Facial recognition usually works by projecting a small grid of infrared dots on to the user’s face. Next, sophisticated technology uses these dots to create a 3D facial map which is subsequently stored and used to identify a match.

This mapping technology is able to account for glasses, clothing and even makeup, making it one of the most powerful forms of Biometric Identification. Power in the wrong hands is a scary proposition however, and recent reports suggest that the Chinese government is building a giant facial recognition database to identify any citizen in just a few seconds.

Whether bureaucrats should have access to such highly sensitive and unalterable data is a matter for debate. What is very clear on the other hand is that facial recognition is widely regarded as the heir apparent to fingerprints, in terms of Biometric identification.

Iris Recognition

The iris is the colourful part of the eye and controls the diameter and size of the pupil — allowing it to adapt to different lighting. In order to perform this task the iris employs pigmented muscle-fibers, also known as a stroma. A handy side-effect of this apparatus is that each eye displays a unique set of colourful patterns which can be used to identify individuals.

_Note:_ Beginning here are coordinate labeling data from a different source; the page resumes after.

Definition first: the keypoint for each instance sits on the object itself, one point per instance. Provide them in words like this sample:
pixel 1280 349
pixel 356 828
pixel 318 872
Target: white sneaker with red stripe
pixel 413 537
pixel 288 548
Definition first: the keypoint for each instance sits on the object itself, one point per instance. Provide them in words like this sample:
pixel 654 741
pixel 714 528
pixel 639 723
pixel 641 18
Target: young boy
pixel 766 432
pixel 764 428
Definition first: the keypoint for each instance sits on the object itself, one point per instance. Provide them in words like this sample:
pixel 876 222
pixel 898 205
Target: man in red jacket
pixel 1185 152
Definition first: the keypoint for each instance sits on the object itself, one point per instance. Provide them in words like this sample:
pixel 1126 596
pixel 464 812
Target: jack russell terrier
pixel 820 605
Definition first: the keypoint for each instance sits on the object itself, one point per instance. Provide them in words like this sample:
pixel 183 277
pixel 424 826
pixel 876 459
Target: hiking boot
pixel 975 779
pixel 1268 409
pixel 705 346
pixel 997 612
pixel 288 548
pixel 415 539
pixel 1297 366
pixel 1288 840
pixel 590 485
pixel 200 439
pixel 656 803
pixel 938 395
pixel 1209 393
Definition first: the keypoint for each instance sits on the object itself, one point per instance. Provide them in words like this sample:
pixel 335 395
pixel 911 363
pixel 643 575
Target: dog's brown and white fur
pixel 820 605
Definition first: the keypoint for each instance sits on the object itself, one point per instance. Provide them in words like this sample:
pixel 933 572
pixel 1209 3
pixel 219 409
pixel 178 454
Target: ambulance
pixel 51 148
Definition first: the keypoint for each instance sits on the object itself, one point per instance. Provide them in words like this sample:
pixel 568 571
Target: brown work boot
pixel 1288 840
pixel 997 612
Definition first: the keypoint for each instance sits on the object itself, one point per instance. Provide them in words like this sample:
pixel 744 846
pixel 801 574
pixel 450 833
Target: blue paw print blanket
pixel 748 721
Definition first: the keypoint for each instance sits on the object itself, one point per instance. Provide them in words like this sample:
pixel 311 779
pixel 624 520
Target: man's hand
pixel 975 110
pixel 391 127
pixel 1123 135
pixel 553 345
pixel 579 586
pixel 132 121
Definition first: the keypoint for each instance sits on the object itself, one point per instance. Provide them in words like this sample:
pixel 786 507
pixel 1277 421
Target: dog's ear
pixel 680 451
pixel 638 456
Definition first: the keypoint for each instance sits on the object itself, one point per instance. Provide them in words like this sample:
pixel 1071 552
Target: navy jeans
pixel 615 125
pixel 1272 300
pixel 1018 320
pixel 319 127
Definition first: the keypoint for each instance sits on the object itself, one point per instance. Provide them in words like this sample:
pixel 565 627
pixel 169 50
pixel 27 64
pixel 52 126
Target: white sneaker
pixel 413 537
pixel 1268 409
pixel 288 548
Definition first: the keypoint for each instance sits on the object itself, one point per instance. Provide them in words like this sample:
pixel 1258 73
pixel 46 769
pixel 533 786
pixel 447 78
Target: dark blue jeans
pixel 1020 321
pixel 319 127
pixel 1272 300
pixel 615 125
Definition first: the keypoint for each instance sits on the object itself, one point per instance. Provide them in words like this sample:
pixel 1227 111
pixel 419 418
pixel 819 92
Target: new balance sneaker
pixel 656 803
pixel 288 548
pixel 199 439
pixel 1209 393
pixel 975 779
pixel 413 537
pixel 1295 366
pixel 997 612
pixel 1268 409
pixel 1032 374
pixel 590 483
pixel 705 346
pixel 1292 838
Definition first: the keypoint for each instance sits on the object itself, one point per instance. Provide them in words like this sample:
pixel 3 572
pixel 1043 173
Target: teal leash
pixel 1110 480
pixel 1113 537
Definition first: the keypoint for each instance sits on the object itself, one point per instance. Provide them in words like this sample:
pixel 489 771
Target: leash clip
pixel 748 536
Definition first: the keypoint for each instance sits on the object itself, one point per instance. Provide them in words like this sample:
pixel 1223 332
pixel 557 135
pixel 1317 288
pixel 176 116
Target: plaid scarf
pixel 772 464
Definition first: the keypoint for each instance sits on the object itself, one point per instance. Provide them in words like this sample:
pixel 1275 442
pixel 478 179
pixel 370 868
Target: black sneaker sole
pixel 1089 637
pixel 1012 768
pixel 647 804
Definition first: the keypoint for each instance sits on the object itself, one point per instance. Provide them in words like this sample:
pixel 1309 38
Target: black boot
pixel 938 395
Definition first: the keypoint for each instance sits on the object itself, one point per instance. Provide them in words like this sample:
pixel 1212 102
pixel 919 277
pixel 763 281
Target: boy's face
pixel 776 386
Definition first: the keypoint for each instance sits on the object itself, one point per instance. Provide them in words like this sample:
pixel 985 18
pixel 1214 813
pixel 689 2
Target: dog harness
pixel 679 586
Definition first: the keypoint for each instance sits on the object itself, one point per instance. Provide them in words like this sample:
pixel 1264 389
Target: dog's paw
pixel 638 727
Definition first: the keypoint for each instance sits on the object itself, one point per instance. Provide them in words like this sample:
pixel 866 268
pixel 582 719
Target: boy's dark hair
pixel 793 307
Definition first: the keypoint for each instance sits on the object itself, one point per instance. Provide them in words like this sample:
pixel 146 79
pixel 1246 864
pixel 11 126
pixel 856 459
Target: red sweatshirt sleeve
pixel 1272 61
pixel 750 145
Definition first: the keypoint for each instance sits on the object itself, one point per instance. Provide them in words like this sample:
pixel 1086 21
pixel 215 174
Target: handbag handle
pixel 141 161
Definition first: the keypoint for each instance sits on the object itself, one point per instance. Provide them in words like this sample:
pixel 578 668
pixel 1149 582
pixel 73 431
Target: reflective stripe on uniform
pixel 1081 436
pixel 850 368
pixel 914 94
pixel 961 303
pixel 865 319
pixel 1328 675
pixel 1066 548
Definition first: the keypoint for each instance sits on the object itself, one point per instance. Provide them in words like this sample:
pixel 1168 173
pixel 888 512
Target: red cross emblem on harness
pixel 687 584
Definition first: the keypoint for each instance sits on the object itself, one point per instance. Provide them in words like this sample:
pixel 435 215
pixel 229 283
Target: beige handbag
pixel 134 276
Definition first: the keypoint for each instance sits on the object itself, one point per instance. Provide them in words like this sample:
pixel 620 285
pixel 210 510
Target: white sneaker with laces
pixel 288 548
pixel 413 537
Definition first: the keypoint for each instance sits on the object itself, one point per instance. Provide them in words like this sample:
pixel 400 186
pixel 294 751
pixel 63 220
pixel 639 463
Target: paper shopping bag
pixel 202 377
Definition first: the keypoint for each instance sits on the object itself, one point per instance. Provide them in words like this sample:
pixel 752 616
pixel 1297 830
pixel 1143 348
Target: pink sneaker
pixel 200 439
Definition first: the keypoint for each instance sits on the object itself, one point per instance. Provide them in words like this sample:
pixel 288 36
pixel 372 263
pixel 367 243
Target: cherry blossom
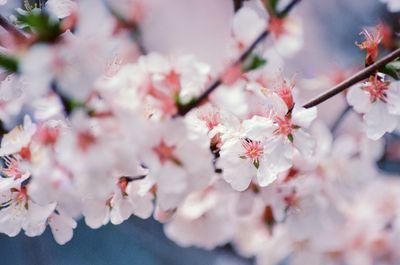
pixel 377 100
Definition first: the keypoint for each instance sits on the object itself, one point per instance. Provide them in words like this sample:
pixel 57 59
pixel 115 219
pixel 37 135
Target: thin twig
pixel 360 76
pixel 4 23
pixel 183 110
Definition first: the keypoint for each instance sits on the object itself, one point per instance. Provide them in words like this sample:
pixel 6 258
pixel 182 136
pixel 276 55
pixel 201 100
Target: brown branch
pixel 11 28
pixel 360 76
pixel 183 110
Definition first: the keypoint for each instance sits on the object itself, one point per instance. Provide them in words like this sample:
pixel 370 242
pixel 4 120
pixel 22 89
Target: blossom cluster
pixel 96 127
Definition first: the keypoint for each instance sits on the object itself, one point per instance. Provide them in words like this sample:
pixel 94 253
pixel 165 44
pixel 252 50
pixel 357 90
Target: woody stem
pixel 183 110
pixel 360 76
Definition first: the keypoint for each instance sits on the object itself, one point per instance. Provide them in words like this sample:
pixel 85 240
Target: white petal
pixel 62 228
pixel 303 142
pixel 358 99
pixel 393 98
pixel 379 121
pixel 304 117
pixel 258 128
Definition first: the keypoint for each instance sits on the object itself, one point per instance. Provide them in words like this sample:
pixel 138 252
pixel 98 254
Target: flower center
pixel 284 125
pixel 376 89
pixel 253 149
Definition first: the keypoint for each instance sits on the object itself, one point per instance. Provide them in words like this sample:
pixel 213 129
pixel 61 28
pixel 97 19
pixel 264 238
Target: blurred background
pixel 330 27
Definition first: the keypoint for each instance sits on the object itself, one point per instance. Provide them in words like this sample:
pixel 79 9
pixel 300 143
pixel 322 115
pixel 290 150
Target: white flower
pixel 20 212
pixel 201 220
pixel 378 102
pixel 60 8
pixel 242 157
pixel 62 226
pixel 178 162
pixel 18 139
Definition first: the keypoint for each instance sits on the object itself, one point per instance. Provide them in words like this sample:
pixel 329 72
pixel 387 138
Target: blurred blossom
pixel 192 113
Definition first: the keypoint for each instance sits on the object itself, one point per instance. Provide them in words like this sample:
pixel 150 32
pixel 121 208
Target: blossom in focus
pixel 377 101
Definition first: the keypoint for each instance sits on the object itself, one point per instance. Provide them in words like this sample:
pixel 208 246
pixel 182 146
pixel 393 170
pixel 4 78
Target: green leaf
pixel 41 23
pixel 253 62
pixel 9 63
pixel 392 69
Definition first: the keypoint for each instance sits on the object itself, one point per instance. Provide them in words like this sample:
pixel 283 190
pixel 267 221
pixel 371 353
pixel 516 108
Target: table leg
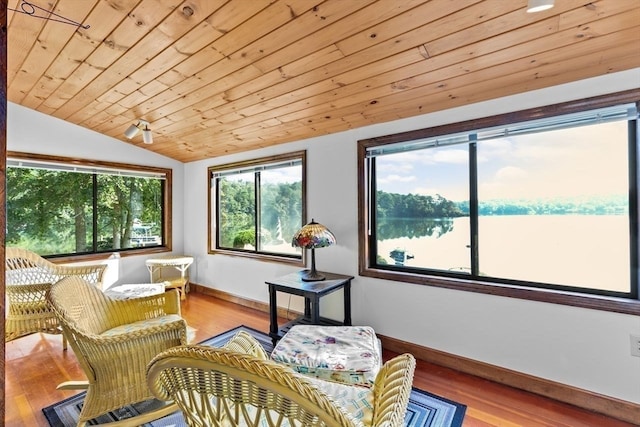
pixel 273 315
pixel 347 304
pixel 315 311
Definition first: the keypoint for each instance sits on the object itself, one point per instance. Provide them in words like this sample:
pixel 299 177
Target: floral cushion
pixel 345 354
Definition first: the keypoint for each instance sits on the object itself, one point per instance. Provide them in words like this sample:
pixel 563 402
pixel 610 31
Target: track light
pixel 141 125
pixel 539 5
pixel 147 138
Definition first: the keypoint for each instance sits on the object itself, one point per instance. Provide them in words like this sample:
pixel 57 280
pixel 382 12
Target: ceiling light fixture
pixel 539 5
pixel 147 138
pixel 141 125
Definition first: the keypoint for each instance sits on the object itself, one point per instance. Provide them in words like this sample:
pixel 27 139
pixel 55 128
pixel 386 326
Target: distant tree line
pixel 280 213
pixel 393 205
pixel 410 206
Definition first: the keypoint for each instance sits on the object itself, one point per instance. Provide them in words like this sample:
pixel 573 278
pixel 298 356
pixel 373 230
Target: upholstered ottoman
pixel 345 354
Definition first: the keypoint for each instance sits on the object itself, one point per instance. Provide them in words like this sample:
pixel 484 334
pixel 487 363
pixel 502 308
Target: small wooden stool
pixel 163 269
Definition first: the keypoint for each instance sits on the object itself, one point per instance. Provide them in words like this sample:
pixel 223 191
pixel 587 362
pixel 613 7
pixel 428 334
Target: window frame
pixel 167 217
pixel 570 298
pixel 212 245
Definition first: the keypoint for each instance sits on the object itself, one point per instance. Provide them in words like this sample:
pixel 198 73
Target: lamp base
pixel 311 276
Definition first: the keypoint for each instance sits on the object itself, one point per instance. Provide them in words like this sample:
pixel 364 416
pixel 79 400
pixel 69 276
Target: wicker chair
pixel 114 340
pixel 238 386
pixel 28 278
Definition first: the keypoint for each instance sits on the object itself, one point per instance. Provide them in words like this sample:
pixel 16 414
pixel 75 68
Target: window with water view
pixel 547 204
pixel 55 208
pixel 257 206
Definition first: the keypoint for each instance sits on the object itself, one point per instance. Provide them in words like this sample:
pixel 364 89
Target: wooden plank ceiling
pixel 214 77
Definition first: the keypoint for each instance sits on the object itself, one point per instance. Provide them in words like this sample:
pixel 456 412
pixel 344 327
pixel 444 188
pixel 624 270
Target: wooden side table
pixel 179 264
pixel 312 292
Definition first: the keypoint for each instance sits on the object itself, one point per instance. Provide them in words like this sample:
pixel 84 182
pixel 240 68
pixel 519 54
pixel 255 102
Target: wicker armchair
pixel 28 278
pixel 238 386
pixel 114 340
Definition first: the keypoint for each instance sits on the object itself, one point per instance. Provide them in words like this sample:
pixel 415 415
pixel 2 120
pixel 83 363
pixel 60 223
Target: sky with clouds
pixel 585 161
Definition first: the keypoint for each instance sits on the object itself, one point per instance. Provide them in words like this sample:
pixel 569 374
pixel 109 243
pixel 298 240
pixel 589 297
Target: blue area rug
pixel 425 409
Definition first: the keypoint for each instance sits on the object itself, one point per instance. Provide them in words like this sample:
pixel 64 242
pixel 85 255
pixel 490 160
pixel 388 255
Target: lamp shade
pixel 312 236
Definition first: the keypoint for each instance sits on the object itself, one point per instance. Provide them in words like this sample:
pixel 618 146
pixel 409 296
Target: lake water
pixel 577 250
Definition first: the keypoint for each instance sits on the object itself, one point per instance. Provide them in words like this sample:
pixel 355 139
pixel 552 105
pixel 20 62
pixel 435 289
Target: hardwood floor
pixel 36 364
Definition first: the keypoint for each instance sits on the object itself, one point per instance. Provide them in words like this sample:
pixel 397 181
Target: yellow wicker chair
pixel 239 386
pixel 28 278
pixel 114 340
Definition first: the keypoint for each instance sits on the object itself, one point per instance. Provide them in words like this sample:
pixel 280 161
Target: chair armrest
pixel 243 342
pixel 391 391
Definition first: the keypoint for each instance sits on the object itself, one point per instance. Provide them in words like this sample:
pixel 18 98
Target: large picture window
pixel 257 206
pixel 67 207
pixel 533 200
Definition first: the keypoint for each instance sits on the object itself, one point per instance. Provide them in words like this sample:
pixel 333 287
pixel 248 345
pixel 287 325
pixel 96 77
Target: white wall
pixel 32 132
pixel 584 348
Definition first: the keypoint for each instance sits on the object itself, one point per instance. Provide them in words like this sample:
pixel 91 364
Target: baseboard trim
pixel 609 406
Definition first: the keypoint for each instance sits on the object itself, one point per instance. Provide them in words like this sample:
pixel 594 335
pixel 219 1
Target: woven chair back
pixel 219 387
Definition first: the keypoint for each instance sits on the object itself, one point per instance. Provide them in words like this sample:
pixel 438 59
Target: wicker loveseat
pixel 28 278
pixel 114 340
pixel 238 386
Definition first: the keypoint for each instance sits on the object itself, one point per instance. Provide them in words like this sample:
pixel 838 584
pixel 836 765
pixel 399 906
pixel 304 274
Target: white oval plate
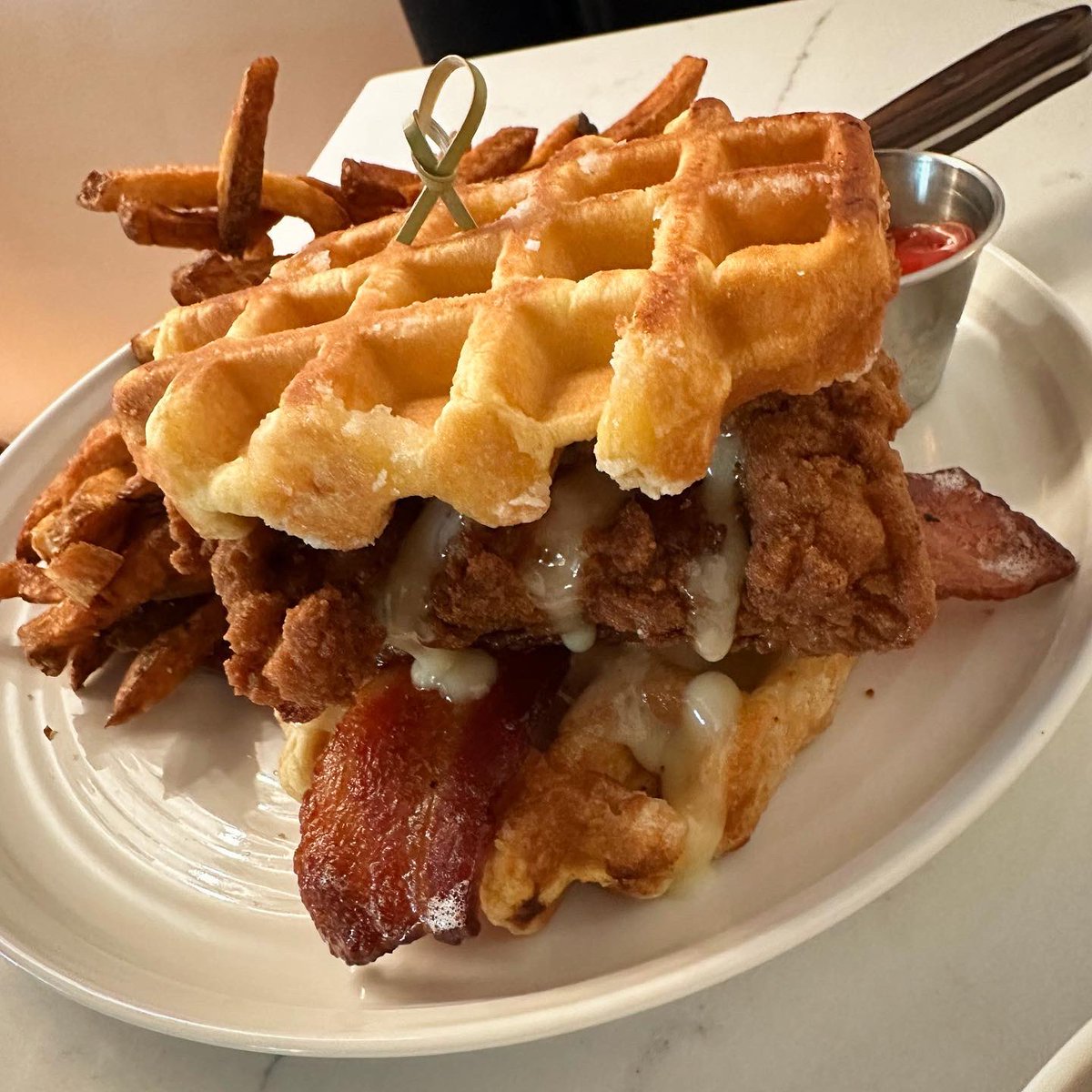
pixel 146 871
pixel 1070 1069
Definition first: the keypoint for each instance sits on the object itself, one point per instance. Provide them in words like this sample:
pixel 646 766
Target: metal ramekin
pixel 920 328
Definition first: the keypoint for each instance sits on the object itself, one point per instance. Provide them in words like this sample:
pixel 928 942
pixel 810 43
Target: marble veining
pixel 801 58
pixel 966 976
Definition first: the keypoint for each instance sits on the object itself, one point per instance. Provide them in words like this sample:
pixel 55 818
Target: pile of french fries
pixel 97 549
pixel 117 569
pixel 227 212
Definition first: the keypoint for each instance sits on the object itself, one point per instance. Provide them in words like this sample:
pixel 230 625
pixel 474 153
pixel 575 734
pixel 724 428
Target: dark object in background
pixel 462 26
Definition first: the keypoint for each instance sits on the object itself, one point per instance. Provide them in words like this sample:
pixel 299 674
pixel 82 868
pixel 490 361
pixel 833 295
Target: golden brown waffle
pixel 587 811
pixel 626 293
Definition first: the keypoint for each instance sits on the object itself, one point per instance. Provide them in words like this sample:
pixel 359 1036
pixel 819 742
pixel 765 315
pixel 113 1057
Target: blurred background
pixel 91 86
pixel 94 85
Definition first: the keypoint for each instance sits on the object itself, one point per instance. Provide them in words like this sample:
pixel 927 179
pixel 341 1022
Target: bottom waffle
pixel 643 782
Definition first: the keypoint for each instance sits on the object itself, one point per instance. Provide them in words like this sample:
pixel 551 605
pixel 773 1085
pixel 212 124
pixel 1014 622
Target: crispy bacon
pixel 978 547
pixel 401 812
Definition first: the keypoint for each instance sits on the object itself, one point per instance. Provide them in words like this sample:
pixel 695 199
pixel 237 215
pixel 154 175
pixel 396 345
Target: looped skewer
pixel 438 175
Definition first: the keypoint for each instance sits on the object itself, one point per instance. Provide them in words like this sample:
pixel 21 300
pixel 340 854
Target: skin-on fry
pixel 665 103
pixel 156 225
pixel 143 345
pixel 161 666
pixel 50 639
pixel 243 157
pixel 566 132
pixel 147 622
pixel 503 153
pixel 211 274
pixel 82 571
pixel 196 188
pixel 96 513
pixel 371 190
pixel 102 449
pixel 86 660
pixel 25 581
pixel 137 487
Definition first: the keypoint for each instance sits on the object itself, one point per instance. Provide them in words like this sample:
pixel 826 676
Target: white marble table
pixel 970 975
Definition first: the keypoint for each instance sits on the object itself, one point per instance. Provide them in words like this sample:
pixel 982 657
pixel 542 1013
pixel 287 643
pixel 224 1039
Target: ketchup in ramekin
pixel 920 246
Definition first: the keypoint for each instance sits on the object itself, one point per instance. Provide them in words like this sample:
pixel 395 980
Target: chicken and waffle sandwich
pixel 550 541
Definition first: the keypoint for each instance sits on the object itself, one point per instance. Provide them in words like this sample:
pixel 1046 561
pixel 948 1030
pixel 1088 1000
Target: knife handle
pixel 987 87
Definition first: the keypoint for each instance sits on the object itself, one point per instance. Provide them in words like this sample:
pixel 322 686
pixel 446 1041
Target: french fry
pixel 163 664
pixel 372 190
pixel 243 157
pixel 565 134
pixel 192 554
pixel 665 103
pixel 147 622
pixel 102 448
pixel 137 487
pixel 54 636
pixel 506 152
pixel 156 225
pixel 25 581
pixel 143 345
pixel 82 571
pixel 86 660
pixel 96 513
pixel 211 274
pixel 329 188
pixel 189 187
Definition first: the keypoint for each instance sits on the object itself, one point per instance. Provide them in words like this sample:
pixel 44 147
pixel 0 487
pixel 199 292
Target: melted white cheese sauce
pixel 581 500
pixel 459 674
pixel 715 580
pixel 689 749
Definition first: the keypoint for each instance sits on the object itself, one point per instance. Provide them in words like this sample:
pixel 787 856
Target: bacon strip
pixel 978 547
pixel 401 812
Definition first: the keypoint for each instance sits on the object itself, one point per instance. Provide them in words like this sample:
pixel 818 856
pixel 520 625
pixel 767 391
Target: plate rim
pixel 942 819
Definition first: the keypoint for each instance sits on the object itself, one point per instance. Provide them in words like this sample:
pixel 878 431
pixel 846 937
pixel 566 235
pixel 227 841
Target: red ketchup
pixel 920 246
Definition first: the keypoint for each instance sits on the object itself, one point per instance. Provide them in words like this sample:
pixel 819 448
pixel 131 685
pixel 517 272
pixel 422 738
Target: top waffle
pixel 626 293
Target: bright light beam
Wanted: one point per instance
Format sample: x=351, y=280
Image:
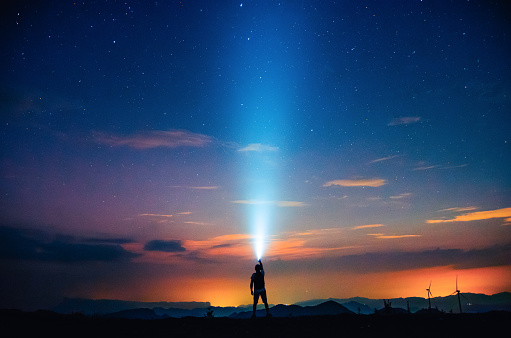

These complex patterns are said to be unique, stable and observable from a distance making them an excellent choice for authentication. For this reason, several countries have enrolled in iris recognition programs enabling passport-free automated border-crossings.

As a consequence, iris recognition is one of the oldest forms of Biometric identification in existence and still used today. The modern technology it relies on however is quite expensive and the emergence of more accurate forms of authentication — like facial recognition — may be a nail in the coffin.

The Advantages Of Biometric Identification

Biometric Identification offers a number of important advantages.

In terms of convenience, it’s clearly much easier to press your thumb against a sensor than it is to remember a secure password. For businesses, this can result in happier customers and fewer support tickets.

From a security perspective, Biometrics also wins the day. Malicious actors can easily crack unsophisticated passwords using specialised software. Creating a fraudulent 3D map of a customers face in order to access her account is far more complex and time consuming.

The Disadvantages Of Biometric Identification

Although Biometrics often provide a more convenient and secure method for authentication, it also harbours some dangers.

Perhaps the most concerning is the centralization of Biometric data in vulnerable databases. As this timeline shows, data breaches are breath-takingly common and Biometric databases — like this one in Israel — have already exposed highly sensitive records.

Of course this raises serious concerns. Leaked passwords and email addresses can easily be changed, but fingerprints and retinas are for life.

Equally concerning is its use by Governments around the world. As regimes change it’s easy to imagine a country’s entire biometric database falling into the hands of a group of politicians that do not have their citizens best interests at heart. The damage that could be done in such a scenario is immeasurable.


Clearly Biometrics is becoming increasingly popular and we should expect to see more of it entering our lives in the years to come. For individuals it’s worth seriously considering where the data is stored.

Information — like fingerprints — can wreak havoc when it falls into the wrong hands and corporations often fail to keep their customers data safe.

For businesses, Biometric identification represents an exciting leap with the potential to lower costs and increase customer satisfaction. That being said, Biometric data is much more valuable than the information that would typically be stored on your databases. With that in mind, it is absolutely crucial to find a reputable service provider that can not only provide the technology but the data security as well.